Supplementary Figure 3: Enrichment of integrin ${\text{β}}_{3^{+}}$ cells during acquired resistance to erlotinib.

(a) Immunoblot of integrin β₃ in tumour lysates from Fig. 3a. (b) Representative Immunohistochemistry staining of integrin β₃ in mouse orthotopic lung tumours after systemic treatment with vehicle or erlotinib (58 days) shown in Fig. 3c. Scale bar, 50 μm. (c) Representative immunofluorescent staining of integrin α_vβ₃ in pancreatic human xenografts treated 4 weeks with vehicle or erlotinib shown in Fig. 3d.

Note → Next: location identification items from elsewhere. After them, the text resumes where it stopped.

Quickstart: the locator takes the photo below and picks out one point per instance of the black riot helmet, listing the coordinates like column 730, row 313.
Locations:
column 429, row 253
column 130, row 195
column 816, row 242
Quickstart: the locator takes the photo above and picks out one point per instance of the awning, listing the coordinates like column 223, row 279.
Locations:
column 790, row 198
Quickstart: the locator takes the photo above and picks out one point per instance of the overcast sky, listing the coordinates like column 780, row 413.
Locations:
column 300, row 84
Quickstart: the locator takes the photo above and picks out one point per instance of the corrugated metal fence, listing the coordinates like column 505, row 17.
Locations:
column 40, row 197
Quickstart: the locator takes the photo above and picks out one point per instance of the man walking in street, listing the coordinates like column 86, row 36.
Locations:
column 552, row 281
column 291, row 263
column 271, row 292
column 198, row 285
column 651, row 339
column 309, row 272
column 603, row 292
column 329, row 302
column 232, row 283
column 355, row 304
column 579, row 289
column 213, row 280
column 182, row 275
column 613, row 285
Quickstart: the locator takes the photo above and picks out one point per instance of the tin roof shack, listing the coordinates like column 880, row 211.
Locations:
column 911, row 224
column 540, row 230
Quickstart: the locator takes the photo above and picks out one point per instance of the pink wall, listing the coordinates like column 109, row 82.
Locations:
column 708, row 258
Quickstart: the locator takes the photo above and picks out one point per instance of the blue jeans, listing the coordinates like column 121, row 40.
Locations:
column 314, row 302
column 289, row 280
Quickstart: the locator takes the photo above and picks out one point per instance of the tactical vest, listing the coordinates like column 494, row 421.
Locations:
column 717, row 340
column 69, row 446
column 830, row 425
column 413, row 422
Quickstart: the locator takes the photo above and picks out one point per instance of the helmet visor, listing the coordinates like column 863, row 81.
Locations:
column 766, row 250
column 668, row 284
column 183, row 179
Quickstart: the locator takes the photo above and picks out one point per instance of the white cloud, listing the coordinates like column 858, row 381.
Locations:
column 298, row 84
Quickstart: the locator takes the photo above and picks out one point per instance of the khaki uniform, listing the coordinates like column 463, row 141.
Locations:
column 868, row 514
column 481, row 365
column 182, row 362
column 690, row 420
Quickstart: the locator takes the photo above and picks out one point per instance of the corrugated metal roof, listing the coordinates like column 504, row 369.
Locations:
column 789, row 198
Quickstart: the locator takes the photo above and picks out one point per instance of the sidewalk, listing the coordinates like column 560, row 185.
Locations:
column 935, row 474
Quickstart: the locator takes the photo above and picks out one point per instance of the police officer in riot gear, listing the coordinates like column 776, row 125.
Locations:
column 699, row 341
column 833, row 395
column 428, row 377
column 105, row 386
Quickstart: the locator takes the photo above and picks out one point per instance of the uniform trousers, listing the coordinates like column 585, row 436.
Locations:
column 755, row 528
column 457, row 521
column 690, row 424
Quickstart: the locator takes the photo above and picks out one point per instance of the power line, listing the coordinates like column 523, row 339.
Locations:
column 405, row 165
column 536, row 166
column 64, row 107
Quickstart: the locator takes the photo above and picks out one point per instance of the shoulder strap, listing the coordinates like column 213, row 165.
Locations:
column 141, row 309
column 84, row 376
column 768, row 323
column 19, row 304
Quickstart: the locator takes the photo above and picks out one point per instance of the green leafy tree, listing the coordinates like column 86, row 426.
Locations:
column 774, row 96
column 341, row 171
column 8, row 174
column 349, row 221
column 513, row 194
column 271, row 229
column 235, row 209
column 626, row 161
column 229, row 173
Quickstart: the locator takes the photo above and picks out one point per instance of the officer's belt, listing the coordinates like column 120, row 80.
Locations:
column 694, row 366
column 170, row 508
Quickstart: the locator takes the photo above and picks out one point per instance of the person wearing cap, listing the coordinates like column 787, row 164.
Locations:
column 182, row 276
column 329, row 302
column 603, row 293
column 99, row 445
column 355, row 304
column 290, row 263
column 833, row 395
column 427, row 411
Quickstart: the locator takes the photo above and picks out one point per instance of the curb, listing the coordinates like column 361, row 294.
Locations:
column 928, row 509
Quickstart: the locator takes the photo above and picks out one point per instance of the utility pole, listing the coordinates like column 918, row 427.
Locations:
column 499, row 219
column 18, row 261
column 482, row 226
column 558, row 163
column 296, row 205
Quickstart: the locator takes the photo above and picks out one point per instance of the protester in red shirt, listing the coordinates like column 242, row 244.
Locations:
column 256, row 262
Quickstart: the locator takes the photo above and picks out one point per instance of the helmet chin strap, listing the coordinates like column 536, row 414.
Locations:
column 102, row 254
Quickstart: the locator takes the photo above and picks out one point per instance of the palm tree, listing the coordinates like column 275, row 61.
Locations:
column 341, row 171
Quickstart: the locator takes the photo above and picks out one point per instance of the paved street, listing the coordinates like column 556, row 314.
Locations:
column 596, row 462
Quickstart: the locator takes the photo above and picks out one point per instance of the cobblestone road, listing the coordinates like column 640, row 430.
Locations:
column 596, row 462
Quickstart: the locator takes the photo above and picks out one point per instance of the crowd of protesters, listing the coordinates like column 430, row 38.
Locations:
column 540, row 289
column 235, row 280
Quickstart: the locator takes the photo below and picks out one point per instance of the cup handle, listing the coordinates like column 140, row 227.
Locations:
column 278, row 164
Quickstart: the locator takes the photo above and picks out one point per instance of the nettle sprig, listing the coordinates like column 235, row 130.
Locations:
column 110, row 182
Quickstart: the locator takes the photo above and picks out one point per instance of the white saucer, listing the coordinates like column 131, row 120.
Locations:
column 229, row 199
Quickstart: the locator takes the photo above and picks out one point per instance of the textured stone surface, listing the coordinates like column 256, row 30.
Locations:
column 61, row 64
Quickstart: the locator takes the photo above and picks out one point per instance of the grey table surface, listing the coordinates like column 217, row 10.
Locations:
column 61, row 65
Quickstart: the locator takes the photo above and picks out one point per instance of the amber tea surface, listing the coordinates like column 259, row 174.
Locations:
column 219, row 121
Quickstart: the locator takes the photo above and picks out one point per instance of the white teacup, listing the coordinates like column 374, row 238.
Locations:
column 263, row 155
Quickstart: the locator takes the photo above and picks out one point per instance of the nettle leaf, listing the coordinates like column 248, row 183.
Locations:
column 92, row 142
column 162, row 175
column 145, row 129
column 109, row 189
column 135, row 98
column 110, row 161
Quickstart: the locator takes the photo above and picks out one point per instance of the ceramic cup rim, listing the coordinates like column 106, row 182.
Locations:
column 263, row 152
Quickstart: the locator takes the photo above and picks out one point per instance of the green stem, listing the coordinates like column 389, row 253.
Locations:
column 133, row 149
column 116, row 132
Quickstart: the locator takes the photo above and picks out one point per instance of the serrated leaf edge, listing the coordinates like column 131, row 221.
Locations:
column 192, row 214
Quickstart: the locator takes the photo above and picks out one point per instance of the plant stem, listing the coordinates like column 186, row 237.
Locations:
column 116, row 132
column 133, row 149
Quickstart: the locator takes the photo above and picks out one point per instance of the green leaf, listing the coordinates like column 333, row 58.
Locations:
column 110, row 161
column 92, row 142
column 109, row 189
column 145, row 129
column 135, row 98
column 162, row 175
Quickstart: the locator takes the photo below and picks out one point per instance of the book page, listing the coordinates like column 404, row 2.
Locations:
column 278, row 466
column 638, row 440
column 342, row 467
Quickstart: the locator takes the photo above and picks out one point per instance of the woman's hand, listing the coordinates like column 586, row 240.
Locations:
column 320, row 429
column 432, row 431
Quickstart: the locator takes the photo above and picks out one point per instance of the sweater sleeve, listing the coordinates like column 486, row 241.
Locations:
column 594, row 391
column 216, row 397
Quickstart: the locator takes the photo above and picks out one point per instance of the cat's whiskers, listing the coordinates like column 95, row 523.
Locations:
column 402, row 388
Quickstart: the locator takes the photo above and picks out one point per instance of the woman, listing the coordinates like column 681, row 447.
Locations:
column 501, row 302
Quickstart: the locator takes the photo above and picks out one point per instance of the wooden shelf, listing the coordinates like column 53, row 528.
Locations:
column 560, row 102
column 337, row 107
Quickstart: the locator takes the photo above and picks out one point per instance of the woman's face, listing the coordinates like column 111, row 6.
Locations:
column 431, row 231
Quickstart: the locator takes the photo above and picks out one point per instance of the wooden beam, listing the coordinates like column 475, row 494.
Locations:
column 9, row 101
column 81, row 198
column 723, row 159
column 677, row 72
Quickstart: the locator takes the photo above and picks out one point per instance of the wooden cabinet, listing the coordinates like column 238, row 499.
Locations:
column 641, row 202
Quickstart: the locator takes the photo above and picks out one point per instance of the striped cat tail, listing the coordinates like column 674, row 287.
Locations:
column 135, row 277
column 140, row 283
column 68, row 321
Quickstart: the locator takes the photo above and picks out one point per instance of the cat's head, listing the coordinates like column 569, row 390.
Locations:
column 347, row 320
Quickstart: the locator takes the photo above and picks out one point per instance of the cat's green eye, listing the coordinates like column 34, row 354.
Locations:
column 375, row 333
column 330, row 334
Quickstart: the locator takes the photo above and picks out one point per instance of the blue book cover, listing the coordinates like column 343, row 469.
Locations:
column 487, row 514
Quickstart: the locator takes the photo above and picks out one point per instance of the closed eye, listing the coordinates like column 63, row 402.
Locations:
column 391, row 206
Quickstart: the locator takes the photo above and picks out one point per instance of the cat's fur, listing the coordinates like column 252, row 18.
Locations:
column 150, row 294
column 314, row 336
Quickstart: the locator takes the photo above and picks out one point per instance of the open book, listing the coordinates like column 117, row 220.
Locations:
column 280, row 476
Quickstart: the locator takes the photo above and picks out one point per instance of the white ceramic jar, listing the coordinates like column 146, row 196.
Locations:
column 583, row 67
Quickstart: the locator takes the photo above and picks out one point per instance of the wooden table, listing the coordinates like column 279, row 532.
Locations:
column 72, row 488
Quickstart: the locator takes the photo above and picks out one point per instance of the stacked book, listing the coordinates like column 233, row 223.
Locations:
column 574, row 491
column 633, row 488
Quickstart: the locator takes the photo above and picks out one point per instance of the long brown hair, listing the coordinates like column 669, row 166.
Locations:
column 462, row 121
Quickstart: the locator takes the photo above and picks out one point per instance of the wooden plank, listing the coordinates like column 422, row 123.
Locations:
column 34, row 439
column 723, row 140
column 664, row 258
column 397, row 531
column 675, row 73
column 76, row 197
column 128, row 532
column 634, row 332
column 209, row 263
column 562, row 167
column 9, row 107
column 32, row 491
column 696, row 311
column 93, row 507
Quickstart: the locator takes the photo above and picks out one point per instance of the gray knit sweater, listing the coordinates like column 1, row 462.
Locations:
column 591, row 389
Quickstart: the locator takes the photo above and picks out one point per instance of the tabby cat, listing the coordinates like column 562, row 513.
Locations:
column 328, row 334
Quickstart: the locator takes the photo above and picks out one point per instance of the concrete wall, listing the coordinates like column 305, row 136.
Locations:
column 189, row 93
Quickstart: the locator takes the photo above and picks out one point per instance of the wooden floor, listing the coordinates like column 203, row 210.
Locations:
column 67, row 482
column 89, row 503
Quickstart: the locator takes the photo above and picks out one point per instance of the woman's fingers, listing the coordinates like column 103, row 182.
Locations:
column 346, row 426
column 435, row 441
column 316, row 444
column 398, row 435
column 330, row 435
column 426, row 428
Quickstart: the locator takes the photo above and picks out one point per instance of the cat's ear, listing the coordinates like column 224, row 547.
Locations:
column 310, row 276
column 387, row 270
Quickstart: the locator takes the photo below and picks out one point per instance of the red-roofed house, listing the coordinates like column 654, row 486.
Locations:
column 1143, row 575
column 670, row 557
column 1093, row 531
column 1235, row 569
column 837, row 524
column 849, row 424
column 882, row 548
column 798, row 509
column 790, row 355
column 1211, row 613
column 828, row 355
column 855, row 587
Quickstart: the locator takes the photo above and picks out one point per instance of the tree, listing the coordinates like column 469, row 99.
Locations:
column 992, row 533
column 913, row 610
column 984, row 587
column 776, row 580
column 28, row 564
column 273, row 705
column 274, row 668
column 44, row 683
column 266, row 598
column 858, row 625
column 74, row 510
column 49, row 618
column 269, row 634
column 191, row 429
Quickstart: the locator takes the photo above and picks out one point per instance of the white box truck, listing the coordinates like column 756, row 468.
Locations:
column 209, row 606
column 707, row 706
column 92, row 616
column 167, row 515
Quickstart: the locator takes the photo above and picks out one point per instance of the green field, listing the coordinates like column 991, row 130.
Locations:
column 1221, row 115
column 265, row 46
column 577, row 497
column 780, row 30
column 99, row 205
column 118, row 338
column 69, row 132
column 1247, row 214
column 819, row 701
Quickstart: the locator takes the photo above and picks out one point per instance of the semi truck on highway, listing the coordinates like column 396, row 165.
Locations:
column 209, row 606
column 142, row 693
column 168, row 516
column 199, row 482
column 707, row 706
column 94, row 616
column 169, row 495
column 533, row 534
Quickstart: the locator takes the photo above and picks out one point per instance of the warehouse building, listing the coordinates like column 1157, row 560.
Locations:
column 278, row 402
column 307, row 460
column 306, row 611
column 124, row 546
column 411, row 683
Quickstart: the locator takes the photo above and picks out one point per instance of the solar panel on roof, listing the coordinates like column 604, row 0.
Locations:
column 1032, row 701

Scale bar, 40 μm. (d) Phase contrast images of self-renewal tumour spheres of HCC827 vehicle treated, erlotinib treated unsorted, ${\text{β}}_{3^{-}}$ and ${\text{β}}_{3^{+}}$ sorted population. Scale bar, 100 μm. (e) Limiting dilution experiments determining tumour-initiation efficiency (% tumour induction) shown in Fig. 3f. (f) Relative mRNA expression of ALDH1 in HCC827 vehicle-treated tumours (n = 5 tumours) or erlotinib-treated tumours (n = 7 tumours) from Fig. 3a. mean ± SEM. (g) Effect of integrin β₃ knockdown on ALDH1 expression in A549 in 3D culture. Results are represented as fold change in mRNA expression in A549 shβ₃ versus control. Data are mean ± s.d. n = 3 independent experiments. P value was estimated by χ² test in e. Students t-test in f,g. *P < 0.05, **P < 0.01. Uncropped western-blots are provided in Supplementary Figure 7. Original data for g are provided in the Statistical source data (Supplementary Table 3).